As part of the Enron project, built the attached model, Below is the summary of the steps,
Below model gives highly perfect scores
cv = StratifiedShuffleSplit(n_splits = 100, test_size = 0.2, random_state = 42)
gcv = GridSearchCV(pipe, clf_params,cv=cv)
gcv.fit(features,labels) ---> with the full dataset
for train_ind, test_ind in cv.split(features,labels):
x_train, x_test = features[train_ind], features[test_ind]
y_train, y_test = labels[train_ind],labels[test_ind]
gcv.best_estimator_.predict(x_test)
Below model gives more reasonable but low scores
cv = StratifiedShuffleSplit(n_splits = 100, test_size = 0.2, random_state = 42)
gcv = GridSearchCV(pipe, clf_params,cv=cv)

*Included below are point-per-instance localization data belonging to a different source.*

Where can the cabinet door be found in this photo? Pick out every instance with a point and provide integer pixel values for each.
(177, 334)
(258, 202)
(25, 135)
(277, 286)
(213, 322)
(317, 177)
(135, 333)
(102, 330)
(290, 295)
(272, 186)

gcv.fit(features,labels) ---> with the full dataset
for train_ind, test_ind in cv.split(features,labels):
x_train, x_test = features[train_ind], features[test_ind]
y_train, y_test = labels[train_ind],labels[test_ind]
gcv.best_estimator_.fit(x_train,y_train)
gcv.best_estimator_.predict(x_test)
Used Kbest to find out the scores and sorted the features and trying a combination of higher and lower scores.
Used SVM with a GridSearch using a StratifiedShuffle
Used the best_estimator_ to predict and calculate the precision and recall.
The problem is estimator is spitting out perfect scores, in some case 1
But when I refit the best classifier on training data then run the test it gives reasonable scores.
My doubt/question was what exactly GridSearch does with the test data after the split using the Shuffle split object we send in to it. I assumed it would not fit anything on Test data, if that was true then when I predict using the same test data, it should not give this high scores right.? since i used random_state value, the shufflesplit should have created the same copy for the Grid fit and also for the predict.
So, is using the same Shufflesplit for two wrong?